Canon EOS 350D Digital, 1/800s, f/1.8, 50mm, ISO 100, +4/3 EV
a dowry caravan in Sumbawa Besar, Sumbawa Island, Nusa Tenggara Barat, Indonesia
Our trip back to Lombok was no less animated. Company became more enjoyable. Perhaps fun can be the domain of the frustrated. We were on the road at Utan when the sky turned red on us. Unfortunately, while we were traveling west, Sumbawa’s rugged terrain was blocking the sun. Nevertheless, a missing sun would not preclude me from enjoying the golden hour. The sky was a remarkable hue of pink – Sumbawa is definitely not industrial – so pollution was entirely absent. I took a few shots of rustic Utan, nothing fancy really, just some cows lazing by and women going home.
Canon EOS 350D Digital, 1/125s, f/5.6, 300mm, ISO 400
a rural scene during sundown at Utan, Sumbawa Besar, Sumbawa Island, Nusa Tenggara Barat, Indonesia
When we got turned around a bay in the district of Alas, we came upon the majestic silhouette of Rinjani, Indonesia’s highest mountain outside of Irian Jaya. When all things go sour, somehow, nature’s sublime beauty could still manage to warm the weary soul, or in my case, entertain me and my lens.
Canon EOS 350D Digital, 8.00s, f/16, 55mm, ISO 100, +1EV
the silhouette of Mt. Rinjani, soaring over Alas, Sumbawa Besar, Sumbawa Island, Nusa Tenggara Barat, Indonesia
The way back to Mataram was a blur. Again, we missed the boat back to Lombok by minutes. Story of our lives! Having had 30 minutes to burn, we had dinner at a local eatery by the Poto Tano harbor. By 8PM, we got into the ferry and nabbed some much needed nap. We got off at Labuhan Kayangan at 9:30PM. Two hours later, we arrived in our hotel in Senggigi, northwest of Mataram.

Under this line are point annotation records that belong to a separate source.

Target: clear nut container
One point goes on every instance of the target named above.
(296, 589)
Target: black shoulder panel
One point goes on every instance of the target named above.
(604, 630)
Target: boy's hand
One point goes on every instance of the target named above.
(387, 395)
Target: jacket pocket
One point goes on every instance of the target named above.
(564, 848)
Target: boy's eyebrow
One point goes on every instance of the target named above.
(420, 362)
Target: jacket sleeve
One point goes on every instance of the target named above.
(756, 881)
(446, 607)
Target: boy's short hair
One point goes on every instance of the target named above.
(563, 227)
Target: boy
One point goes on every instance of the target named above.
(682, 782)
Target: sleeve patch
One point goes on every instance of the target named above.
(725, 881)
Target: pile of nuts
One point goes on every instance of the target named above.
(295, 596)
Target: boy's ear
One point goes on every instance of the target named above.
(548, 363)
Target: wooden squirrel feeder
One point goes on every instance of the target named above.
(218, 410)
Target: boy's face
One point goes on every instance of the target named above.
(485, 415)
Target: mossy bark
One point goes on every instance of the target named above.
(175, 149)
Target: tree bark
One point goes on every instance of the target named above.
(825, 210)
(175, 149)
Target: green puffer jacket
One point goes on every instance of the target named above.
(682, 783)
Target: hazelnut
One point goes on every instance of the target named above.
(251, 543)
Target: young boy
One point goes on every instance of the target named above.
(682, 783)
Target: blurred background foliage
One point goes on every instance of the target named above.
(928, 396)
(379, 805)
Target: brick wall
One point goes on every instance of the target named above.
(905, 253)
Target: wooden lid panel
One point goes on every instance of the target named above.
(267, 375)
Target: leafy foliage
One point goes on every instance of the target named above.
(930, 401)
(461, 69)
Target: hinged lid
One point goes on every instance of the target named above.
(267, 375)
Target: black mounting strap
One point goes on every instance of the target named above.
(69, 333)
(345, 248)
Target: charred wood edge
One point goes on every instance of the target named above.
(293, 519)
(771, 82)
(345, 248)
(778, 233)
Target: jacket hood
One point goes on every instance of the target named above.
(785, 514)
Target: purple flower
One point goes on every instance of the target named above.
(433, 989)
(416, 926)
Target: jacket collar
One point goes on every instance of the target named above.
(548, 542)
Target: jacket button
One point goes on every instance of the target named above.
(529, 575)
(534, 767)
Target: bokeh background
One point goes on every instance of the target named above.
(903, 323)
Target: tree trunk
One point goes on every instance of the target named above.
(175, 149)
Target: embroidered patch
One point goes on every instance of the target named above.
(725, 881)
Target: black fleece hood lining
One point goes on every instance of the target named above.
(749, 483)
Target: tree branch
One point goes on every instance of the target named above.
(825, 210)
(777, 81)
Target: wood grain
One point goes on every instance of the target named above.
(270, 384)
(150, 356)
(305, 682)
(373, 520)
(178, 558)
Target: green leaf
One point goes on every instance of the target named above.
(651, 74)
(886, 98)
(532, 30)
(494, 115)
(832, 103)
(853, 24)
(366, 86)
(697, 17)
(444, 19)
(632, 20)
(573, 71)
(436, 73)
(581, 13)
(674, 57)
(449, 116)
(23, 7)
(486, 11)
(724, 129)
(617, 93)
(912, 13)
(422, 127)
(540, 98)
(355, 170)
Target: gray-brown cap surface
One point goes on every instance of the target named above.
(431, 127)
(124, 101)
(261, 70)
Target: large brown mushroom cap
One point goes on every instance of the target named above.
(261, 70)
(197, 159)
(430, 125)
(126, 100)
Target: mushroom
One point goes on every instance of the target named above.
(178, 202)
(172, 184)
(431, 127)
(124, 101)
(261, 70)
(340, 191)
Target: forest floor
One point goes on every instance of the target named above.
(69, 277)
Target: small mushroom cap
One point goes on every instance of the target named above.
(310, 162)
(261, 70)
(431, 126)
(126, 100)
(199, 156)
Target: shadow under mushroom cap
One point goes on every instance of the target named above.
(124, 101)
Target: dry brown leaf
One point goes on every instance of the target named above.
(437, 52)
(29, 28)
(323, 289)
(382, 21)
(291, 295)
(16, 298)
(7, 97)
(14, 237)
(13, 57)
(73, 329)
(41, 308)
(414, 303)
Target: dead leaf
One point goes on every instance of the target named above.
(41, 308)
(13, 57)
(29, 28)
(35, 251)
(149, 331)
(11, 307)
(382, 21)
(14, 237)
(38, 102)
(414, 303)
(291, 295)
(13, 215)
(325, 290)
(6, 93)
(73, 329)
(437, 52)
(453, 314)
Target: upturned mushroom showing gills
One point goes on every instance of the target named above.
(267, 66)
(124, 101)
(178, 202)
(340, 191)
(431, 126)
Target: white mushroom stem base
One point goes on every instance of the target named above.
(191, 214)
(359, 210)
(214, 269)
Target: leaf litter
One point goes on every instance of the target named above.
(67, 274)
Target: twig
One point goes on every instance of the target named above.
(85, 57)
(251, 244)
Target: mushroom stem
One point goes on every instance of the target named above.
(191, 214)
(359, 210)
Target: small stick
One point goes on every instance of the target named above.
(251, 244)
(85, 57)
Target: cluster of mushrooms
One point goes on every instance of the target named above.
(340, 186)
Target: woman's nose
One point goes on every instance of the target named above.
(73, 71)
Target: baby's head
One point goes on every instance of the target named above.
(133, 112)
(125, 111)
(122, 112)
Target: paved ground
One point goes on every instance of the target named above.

Canon EOS 350D Digital, 1/100s, f/1.8, 50mm, ISO 1600, +1/3EV
my dinner of fried shrimps in Poto Tano, West Sumbawa, Sumbawa Island, Indonesia
After 15 hours on the road, alertness turned to exhaustion. I just realized that we were able to skim through five of the seven regencies of Nusa Tenggara Barat province in one day: Lombok Barat, Lombok Tengah, Lombok Timur, Sumbawa Barat and Sumbawa Besar. It is not something that I would have the time to do again but certainly, sometime soon, I hope to visit Bima and Dompu. And beyond too.